2.5. Molecular Genotyping of Species, Bloodmeal, and Parasite Infections

For confirmation, An. stephensi and An. arabiensis was screened by PCR using a previously established protocol [19,23]. PCR reactions were carried out in a total volume of 17 μl, containing 1 μl of DNA template, 5 pmol of each primer, and 8.5 μl of DreamTaq Green PCR Master Mix (2X) (Thermo Fisher Scientific, Waltham, MA, USA). The thermocycling protocol involved an initial activation step of 3 min at 95 °C, followed by 35 amplification cycles of 30 s at 94 °C, 30 s at 55 °C, and 45 s at 72 °C, with a final extension step of 6 min at 72 °C. Other Anopheles species were identified through DNA sequencing of the ITS2 region of nuclear ribosomal DNA, following the methods described by Zhong et al. [22].
Mosquito blood meal sources (humans, cows, pigs, goats, and dogs) were examined using qPCR using previously established protocols [23,24,25]. Plasmodium infections (Plasmodium falciparum, Plasmodium vivax, Plasmodium malariae, and Plasmodium ovale) in mosquitoes were examined by qPCR detection using established protocols [26,27,28]. Multiplexed qPCR was performed on a QuantStudio 3 Real-Time PCR System (Thermo Fisher Scientific, Carlsbad, CA) in a final volume of 12 µl, including 2 µl of sample DNA, 6 µl of PerfeCTa qPCR ToughMix, Low ROX Master Mix (2X) (Quantabio, Beverly, MA), 0.5 µl of each probe (2 µM), and 0.4 µl of each forward primer (10 µM) and reverse primer (10 µM). The temperature profile involved a hold stage at 50 °C for 2 min and 95 °C for 2 min, followed by 45 cycles of PCR amplification at 95 °C for 3 s and 60 °C for 30 s.

2.6. Data Analysis

Mosquito density was calculated as the mean number of mosquitoes caught per trap – night for each trap type. Anopheles species density difference across traps was compared using independent Samples Kruskal-Wallis Test. Plasmodium sporozoite infection rate was calculated as the proportion of mosquitoes infected with Plasmodium against those tested. Entomological inoculation rates (EIR) was estimated by multiplying the sporozoite rate by man-biting rate; Man-biting rates were derived from traps catches (i.e., density divided by a conversion factor 1.605 [29]). The human blood index (HBI) and bovine blood index (BBI) were calculated as the proportion of fed mosquitoes that fed on human and bovine blood meals, respectively [8,30,31]. Mixed blood meals (human + bovine) were included in the counts for both HBI and BBI. All data was analysed using Microsoft Excel (Version 2016, Microsoft Corp, USA) and IBM SPSS version 25.0 (SPSS Inc., Chicago, IL, USA).

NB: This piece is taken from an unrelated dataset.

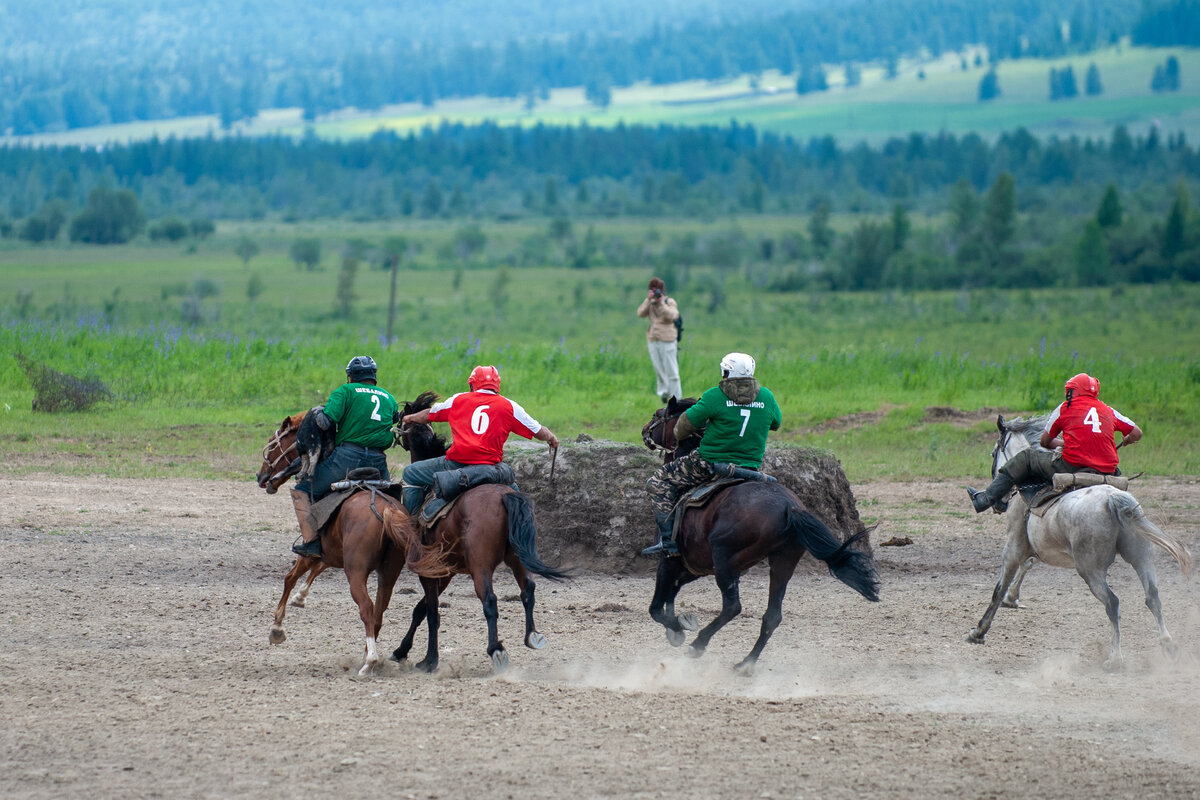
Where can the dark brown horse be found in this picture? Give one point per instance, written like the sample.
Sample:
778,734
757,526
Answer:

2.7. Ethical Considerations

The study protocol was approved by the Institutional Review Board (IRB) of the College of Medicine and Health Sciences, Hawassa University. Mosquito collections from each household were conducted after obtaining verbal consent from the household head.

3. Results

3.1. Anopheles Density

A total of 738 female Anopheles mosquitoes were collected during the study period. Anopheles arabiensis was the predominant species, accounting for 72.9% (n=538) of the collections, followed by An. pharoensis, 13.4% (n=99), An. stephensi, 7.5% (n=55), and An. coustani 6.2% (n=46). A higher density of An. arabiensis was recorded in the BG-Pro Trap collection compared to other trapping techniques (df = 2; P = 0.004), while a higher density of An. pharoensis was observed in CDC Light Trap collection (P = 0.006). Anopheles stephensi was exclusively captured by the BG Pro Trap and the ProkoPack Aspirator in a comparable density (P = 0.254). In both the BG Pro and CDC LT collections, more An. arabiensis was collected indoors than outdoors. In contrast, for An. pharoensis, outdoor density exceeded indoor density by 1.5 times in the BG Pro collection and by 1.3 times in the CDC collection (Figure 2).

3.2. Blood Meal Source

A total of 456 Anopheles mosquitoes were tested for blood meal sources. Blood meals sources identified included human, cow, goat, and dog (Table 2). Some (37.5%) of the samples were unidentified.
Anopheles arabiensis and An. stephensi had a lower Human Blood Index (HBI) value, 23.3 % and 8.3%, respectively. These species however demonstrated a higher Bovine Blood Index (BBI), 61.3% and 75.0%, respectively. An. pharoensis showed similar HBI (43.8%) and BBI (41.7%) (Figure 3).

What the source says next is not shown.